Film festival submissions sometimes require production notes, pithy essays that chatter on about what a film is all about, where it came from, who did what, how and why it came to be. Below is my attempt, in 250 words, to fill that space on the application form:

"You've got no excuse," a filmmaker friend said to me over cocktails in a fancy hotel on Sunset Boulevard. "Go out, spend a couple of grand, get a camera, Final Cut and start making movies again."

My friend was right, and it wasn't just the Martinis talking. Empowered by a computer upgrade, DV camera and discount eBay software, Flashfilms was born. 40 documentary shorts later, a short story took root combining frustrations of modern urban living, insomnia and migraine headaches into a 12-minute story in the style of the old classic TV shows The Outer Limits and The Twilight Zone.

The result was The Glitch, a digital short movie about Harry Owen (Scott Charles), a man who experiences a strange anomaly in his daily insomniac workaholic routine. To explain any more would spoil any attempt at walking in the shadows of the great genre writers Joseph Stefano, Richard Matheson, Rod Serling and their contemporaries who tapped the zeitgeist of the technological age with gothic tales of technology and morality gone awry – with a sting in the tale.

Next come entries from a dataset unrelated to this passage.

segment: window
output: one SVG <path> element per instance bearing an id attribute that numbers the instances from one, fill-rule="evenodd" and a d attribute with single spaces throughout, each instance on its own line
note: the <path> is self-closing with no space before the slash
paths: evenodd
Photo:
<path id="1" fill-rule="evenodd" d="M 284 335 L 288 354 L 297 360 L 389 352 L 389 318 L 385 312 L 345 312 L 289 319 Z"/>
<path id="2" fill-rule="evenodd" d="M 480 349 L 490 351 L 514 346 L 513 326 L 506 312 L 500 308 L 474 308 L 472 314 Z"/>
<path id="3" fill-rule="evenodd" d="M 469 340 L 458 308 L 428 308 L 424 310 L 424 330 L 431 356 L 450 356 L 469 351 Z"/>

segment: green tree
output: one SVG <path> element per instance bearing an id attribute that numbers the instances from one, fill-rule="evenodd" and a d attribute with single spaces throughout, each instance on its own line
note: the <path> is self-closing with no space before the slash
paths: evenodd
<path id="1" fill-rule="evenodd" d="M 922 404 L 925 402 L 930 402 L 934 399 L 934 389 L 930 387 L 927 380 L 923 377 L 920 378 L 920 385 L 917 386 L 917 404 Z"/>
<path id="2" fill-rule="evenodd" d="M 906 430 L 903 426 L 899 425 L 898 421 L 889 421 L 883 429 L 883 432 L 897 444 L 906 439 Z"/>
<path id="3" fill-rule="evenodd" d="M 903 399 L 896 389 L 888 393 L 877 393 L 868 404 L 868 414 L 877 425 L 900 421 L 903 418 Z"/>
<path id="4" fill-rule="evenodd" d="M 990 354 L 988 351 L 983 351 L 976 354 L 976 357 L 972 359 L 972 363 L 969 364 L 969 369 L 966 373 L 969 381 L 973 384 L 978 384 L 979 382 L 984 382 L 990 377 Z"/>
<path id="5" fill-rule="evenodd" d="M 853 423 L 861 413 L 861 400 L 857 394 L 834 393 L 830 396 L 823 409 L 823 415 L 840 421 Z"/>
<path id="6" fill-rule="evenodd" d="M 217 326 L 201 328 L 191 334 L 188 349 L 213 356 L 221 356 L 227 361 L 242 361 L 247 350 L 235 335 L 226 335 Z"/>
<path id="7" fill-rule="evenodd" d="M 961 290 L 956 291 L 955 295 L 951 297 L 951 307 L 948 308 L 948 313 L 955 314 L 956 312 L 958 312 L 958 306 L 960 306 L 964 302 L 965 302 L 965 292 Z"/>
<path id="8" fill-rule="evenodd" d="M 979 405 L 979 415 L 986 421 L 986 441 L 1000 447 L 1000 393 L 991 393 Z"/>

Many talented people made The Glitch a reality. Kudos must go to fearless leading man Scott Charles, who brought to life the many facets of poor Harry Owen; director of photography Tom Gleason, who made so much possible in high definition; composer Laurent Watteau, who channeled the ghosts of Herrmann, Goldsmith and more; and visual effects guru Alex Frisch and the team at Method, who put the glitch in The Glitch.